The good news is that loss of muscle and bone can be slowed with resistance exercise.
For most people, fitness is not a priority.
Everyday life provides few physical challenges necessary to keep in shape. The decrease in daily activity and the rise in obesity and other physical problems can be linked to modern lifestyles.
Jobs often have minimal physical demands. Many people sit most of the day. Food is plentiful and easy to obtain. Fast food, which is typically high in fat, has become a staple in the diets of many. Stress, related to job and family, contributes to poor sleep habits. Your body responds to the demands you put on it. A healthy body can be built and maintained through exercise, eating right and getting plenty of rest. Of course, younger bodies respond more quickly so the longer you wait to start, the harder it is to gain muscle and bone density.
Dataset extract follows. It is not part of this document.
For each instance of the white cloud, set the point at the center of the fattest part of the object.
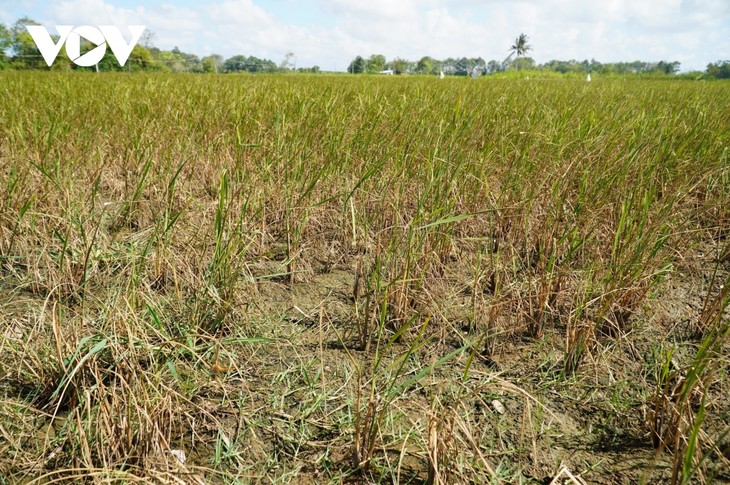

WHAT DOES IT MEAN TO BE “IN SHAPE”?
Getting “in shape” is about achieving good health at any age. It is much more than simply looking good. Different people have different goals. It is personal; you set your goals of body composition, strength, endurance, power, balance, etc. The idea is to find the right combination of factors to provide you with the best quality of life.
* Good health supports everyday activities, vacations and fun
* Good health is much cheaper than being sick
* If you don’t have time to exercise, will you have time to be sick?
* Something is better than nothing
* Avoid an all or nothing mentality
* Consistency helps you achieve your goals
* Trust the process and enjoy the journey
I CAN HELP YOU
* Listening – help identify your goals and desires
* Assessment – identify your problem areas: posture, weak and tight areas, muscle imbalances, gait
* Select appropriate exercises for your current fitness level and more importantly help you do them correctly
* Add variety to your workouts; introduce new methods and equipment
* Expand the exercises as your fitness level improves
* Program planning to address weaknesses and muscle imbalances
* Provide feedback on your eating: quantity, timing and food choices
* Offer alternatives to exercises that are causing you problems
ACHIEVING RESULTS – 4 BASIC KEYS
* Exercise, eating right and rest
* Workout hard enough to challenge yourself (resistance, cardio, balance, power, etc.)
* Feed your body with good food to meet your nutritional needs
* Rest and sleep to support fat loss and muscular growth
FINALLY, BELIEVE IN YOURSELF
You absolutely must take care of your body; it is the only place you have to live.
By caring for and respecting your body you will have less chance of being a burden to others and a better chance of enjoying your life to its fullest.